The latest Reason-Rupe poll of Californians found 53 percent believe California public university professors present topics in the classroom in a politically biased way, 24 percent thought these university professors taught in a politically balanced manner.
Among the majority of California who believe the state's public higher education system promotes political bias, 68 percent said it was a liberal bias while 8 percent thought it was a conservative bias. A fifth said "some other kind of bias" was taught in public university classrooms.
Most telling is that among the age cohort most likely attending California public colleges, 66 percent of 18-24 year-olds believe there is political bias taught in the classroom. Among those who perceive bias, 53 percent say it's a liberal bias and 5 percent say it's a conservative bias; 39 percent say its some other kind of bias. Although majorities of nearly every other age cohort also perceive a political bias, they are less likely than the college-age cohort.

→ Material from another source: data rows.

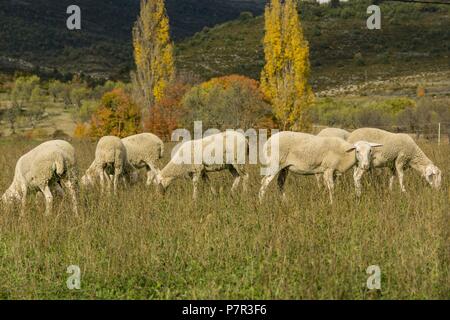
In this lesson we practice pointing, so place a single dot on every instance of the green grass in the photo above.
(145, 246)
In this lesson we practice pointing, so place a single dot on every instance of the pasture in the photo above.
(142, 245)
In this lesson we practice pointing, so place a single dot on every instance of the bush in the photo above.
(229, 102)
(117, 115)
(166, 115)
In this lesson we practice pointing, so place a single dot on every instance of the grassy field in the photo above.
(146, 246)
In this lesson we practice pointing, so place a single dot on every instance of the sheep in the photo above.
(190, 160)
(334, 132)
(143, 151)
(110, 163)
(44, 169)
(307, 154)
(399, 152)
(331, 132)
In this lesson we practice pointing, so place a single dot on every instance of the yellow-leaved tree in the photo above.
(284, 79)
(153, 54)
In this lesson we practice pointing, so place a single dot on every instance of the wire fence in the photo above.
(436, 131)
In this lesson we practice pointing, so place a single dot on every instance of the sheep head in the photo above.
(433, 176)
(10, 196)
(363, 152)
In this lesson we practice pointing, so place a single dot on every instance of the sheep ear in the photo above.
(374, 145)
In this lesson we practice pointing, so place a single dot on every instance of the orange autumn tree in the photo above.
(117, 115)
(167, 113)
(229, 102)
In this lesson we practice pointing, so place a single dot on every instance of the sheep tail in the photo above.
(161, 150)
(58, 165)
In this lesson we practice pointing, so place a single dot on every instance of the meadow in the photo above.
(143, 245)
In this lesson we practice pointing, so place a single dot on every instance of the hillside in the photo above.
(413, 38)
(33, 33)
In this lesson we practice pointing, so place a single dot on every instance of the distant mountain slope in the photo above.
(35, 30)
(413, 38)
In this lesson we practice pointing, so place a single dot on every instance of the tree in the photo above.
(284, 79)
(153, 53)
(22, 89)
(55, 89)
(230, 102)
(117, 115)
(78, 95)
(167, 114)
(36, 110)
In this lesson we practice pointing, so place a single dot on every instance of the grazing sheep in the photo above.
(143, 151)
(45, 169)
(226, 148)
(399, 151)
(110, 160)
(307, 154)
(334, 132)
(331, 132)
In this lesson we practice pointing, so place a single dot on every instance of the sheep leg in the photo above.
(48, 199)
(116, 181)
(319, 180)
(151, 174)
(357, 175)
(73, 194)
(102, 181)
(328, 175)
(392, 179)
(195, 180)
(282, 176)
(208, 181)
(400, 174)
(239, 173)
(58, 190)
(264, 184)
(23, 200)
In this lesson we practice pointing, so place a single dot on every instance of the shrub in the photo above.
(227, 102)
(165, 116)
(117, 115)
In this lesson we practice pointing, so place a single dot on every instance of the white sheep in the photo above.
(334, 132)
(195, 158)
(399, 151)
(45, 169)
(143, 151)
(111, 160)
(307, 154)
(331, 132)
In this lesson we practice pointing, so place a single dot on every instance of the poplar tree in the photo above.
(153, 53)
(284, 79)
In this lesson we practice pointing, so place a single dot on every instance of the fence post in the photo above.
(439, 134)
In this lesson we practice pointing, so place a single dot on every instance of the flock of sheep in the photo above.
(51, 167)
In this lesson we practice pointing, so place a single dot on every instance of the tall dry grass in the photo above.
(144, 245)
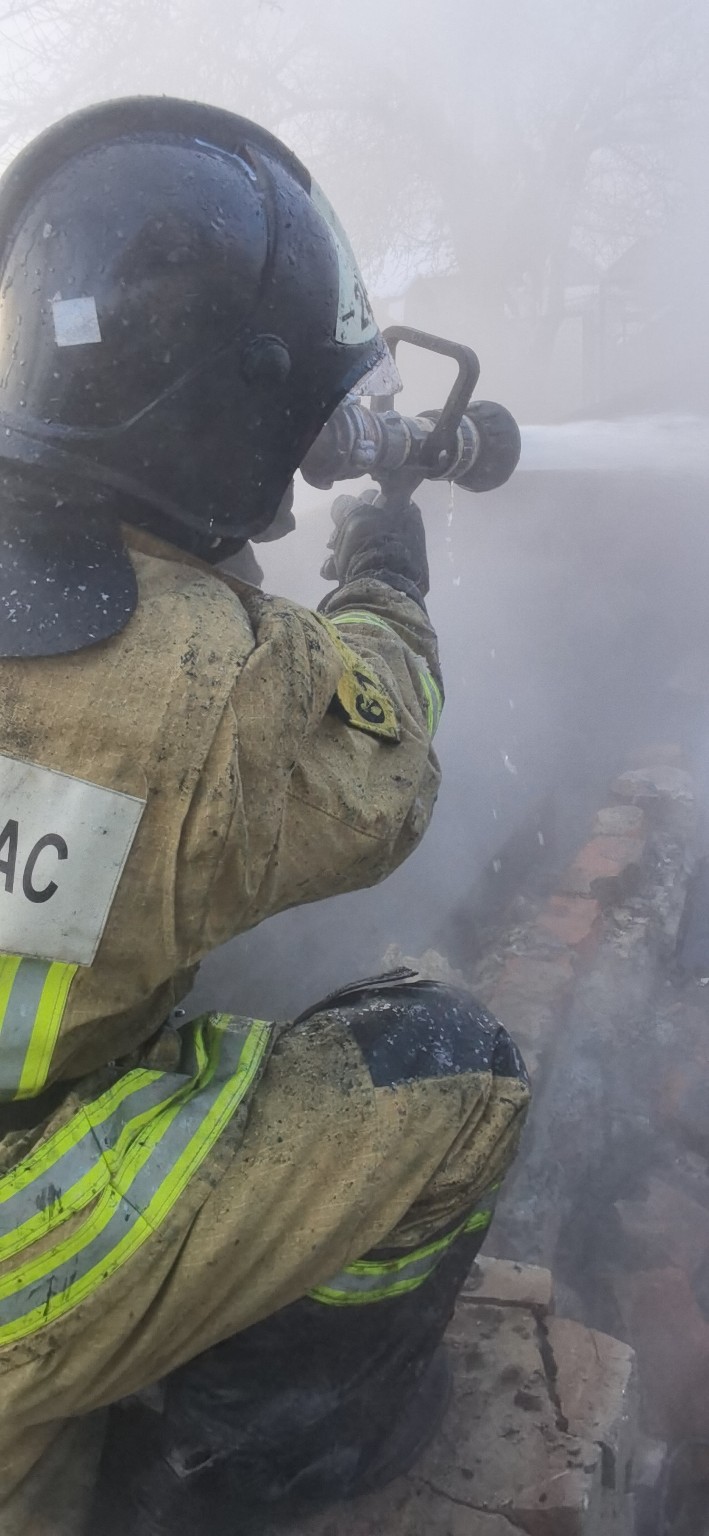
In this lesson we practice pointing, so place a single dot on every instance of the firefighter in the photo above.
(272, 1221)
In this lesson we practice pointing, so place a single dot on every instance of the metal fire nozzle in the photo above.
(473, 444)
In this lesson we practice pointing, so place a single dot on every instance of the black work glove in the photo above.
(384, 546)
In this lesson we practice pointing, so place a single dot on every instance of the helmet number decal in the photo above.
(355, 320)
(75, 321)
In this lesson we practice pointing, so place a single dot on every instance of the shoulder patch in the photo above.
(361, 699)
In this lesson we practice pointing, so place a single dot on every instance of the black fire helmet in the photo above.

Interestingly the more education respondents' attain, the less likely they are to report political bias in public classrooms. It's unclear whether this is a result of greater experience at public universities, or individuals' conforming their values to their environment. For instance, among those with post-graduate degrees, 59 percent are Democratic or lead Democratic compared to 37 percent who are Republican or lean Republican.
Perceptions of political bias at California's public campuses also vary by respondents' own political beliefs. For instance, a plurality (43 percent) of self identified liberals do not believe there is political bias in CA university classrooms, but 82 percent of self identified conservatives think there is bias. Eighty-two percent of Republicans and 54 percent of Independents agree, compared to 37 percent of Democrats.
Majorities of Caucasian, African-American, and Latino respondents all perceive political bias, but the kind of bias they detect varies widely. Among African-Americans, 19 percent perceive a liberal bias, 23 percent find a conservative bias, and 54 percent detect some other kind of bias. However, 47 percent of Latinos find a liberal bias, 14 percent see a conservative bias, and 33 percent perceive some other kind of bias. Caucasians are most likely to find a liberal bias (81 percent), while 6 percent find a conservative bias, and 10 percent say some other kind of bias.
These findings of potential political bias at publicly funded universities are particularly troubling given higher education's ballooning costs and receding state revenue that led to the passage of Prop 30 raising additional taxes to help fund education.